Monday, April 15, 2024
Legislative Inquiry into Nonprofit Litigation Decisions
Sunday night, Senators Warren and Whitehouse sent a letter to the U.S. Chamber of Commerce, demanding the Chamber answer questions about its litigation challenging a CFPB rule capping late fees at $8.
The Chamber is a nonprofit membership organization claiming to "represent[] the unified interests of U.S. business before Congress, government agencies, and the courts," but the Senators' question whether the Chamber "is not adequately representing its membership." The Senators doubt that the lawsuit is, in fact, representative of "the broad range of Main Street businesses, or their customers," suggesting that, "[i]nstead, the 'Chamber is again doing the dirty work of its big bank members,' such as JPMorgan, Citi, and Bank of America." Thus, the Senators ask the Chamber: "Did the Chamber conduct a vote or otherwise receive input from its members before deciding to file this lawsuit? a. If so, how did it do so? b. What did the opinions received by the Chamber indicate about members' opposition or support for the rule?"
Of course, concepts of representation for a nonprofit organization--even a membership-based organization--are rarely straightforward, as members rarely weigh in directly on specific policy positions, and members come and go for reasons that often have little to do with a single piece of litigation. (Counterexamples do exist: thousands of AARP members quit the organization after its support for the Affordable Care Act, and thousands of ACLU members left the organization due to objections to representation of Nazis in a free speech case although in both instances the nonprofit stood by its principles/stubbornly defied accountability to its members). "Who do we represent?" is a tough question that nonprofit leaders should constantly be asking themselves; it's much less clear that Congress has (or should have) much to say on the question.

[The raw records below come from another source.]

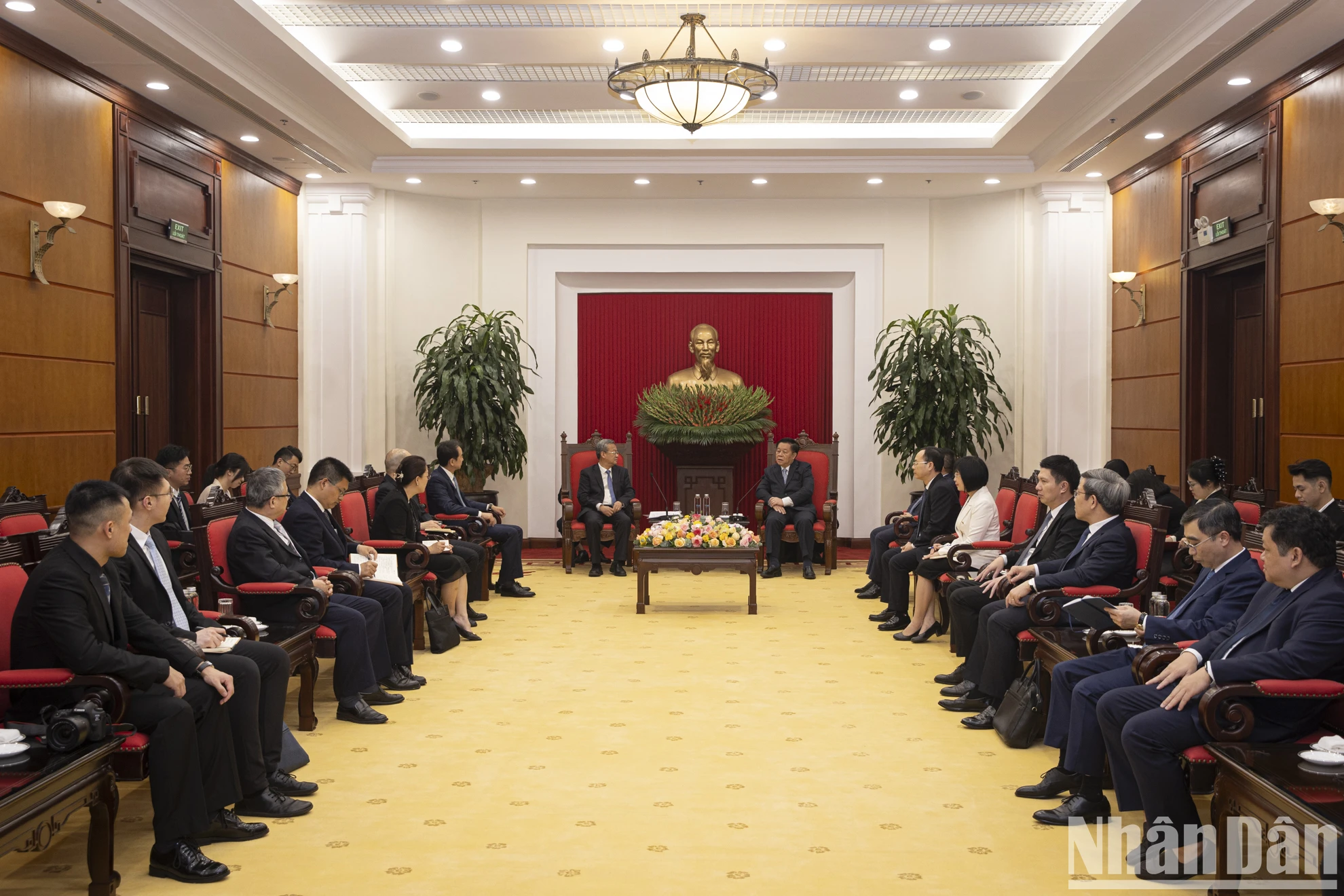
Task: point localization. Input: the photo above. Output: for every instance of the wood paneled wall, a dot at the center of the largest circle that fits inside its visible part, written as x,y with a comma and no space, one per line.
261,363
1145,360
58,343
1312,282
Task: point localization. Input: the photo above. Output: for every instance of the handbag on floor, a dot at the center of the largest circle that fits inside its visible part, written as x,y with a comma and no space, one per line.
1020,717
443,632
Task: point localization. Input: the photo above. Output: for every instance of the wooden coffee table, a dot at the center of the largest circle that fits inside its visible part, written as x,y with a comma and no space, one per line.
694,561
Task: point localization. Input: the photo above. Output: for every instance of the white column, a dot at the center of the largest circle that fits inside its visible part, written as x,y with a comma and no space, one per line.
1075,321
334,295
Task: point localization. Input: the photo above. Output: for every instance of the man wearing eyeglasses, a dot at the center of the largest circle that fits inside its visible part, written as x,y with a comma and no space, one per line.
1220,594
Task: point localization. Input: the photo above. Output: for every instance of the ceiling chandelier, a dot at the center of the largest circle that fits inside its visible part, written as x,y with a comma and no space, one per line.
691,90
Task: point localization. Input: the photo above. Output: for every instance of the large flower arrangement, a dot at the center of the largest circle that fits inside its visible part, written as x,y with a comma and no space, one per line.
696,532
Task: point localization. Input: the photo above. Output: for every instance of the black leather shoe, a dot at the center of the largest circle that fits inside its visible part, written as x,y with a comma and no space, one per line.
381,698
1077,806
1053,783
285,783
958,690
397,682
953,677
227,827
983,720
360,713
187,864
268,804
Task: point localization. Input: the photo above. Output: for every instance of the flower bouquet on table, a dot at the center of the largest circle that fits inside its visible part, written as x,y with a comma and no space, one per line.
696,532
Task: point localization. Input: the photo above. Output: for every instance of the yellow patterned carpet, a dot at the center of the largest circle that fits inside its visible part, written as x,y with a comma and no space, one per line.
582,749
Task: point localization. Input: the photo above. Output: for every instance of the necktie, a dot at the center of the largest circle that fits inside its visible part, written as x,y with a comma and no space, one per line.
179,617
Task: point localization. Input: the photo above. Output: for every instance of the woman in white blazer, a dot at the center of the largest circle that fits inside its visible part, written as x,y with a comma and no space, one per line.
977,521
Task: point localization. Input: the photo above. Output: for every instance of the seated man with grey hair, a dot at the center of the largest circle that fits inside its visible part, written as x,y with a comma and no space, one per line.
260,550
1105,555
604,498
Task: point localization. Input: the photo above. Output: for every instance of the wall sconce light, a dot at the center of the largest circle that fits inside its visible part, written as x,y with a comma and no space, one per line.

The Senators' letter makes two further criticisms of the Chamber's litigation. First, it argues that the claims are frivolous. Second, it calls the Chamber out for being caught forum-shopping: adding a local chamber of commerce with dubious standing to file in a court believed to be advantageous to the challenge. (The district court granted a motion to transfer the case to the District of Columbia, only to have the Fifth Circuit issue a mandamus preventing transfer for the time being). Forum-shopping in cases challenging federal agency decisions is not novel, but it has come under consistent and increasing criticism--from across the political spectrum--with special attention being paid to forum-shopping in Texas federal courts specifically.
My two cents: Publicly criticizing a nonprofit for its litigation choices (especially when it is caught engaging in rather transparent forum-shopping) is one thing, but demanding details of the nonprofit's internal decisionmaking related to that litigation is quite another.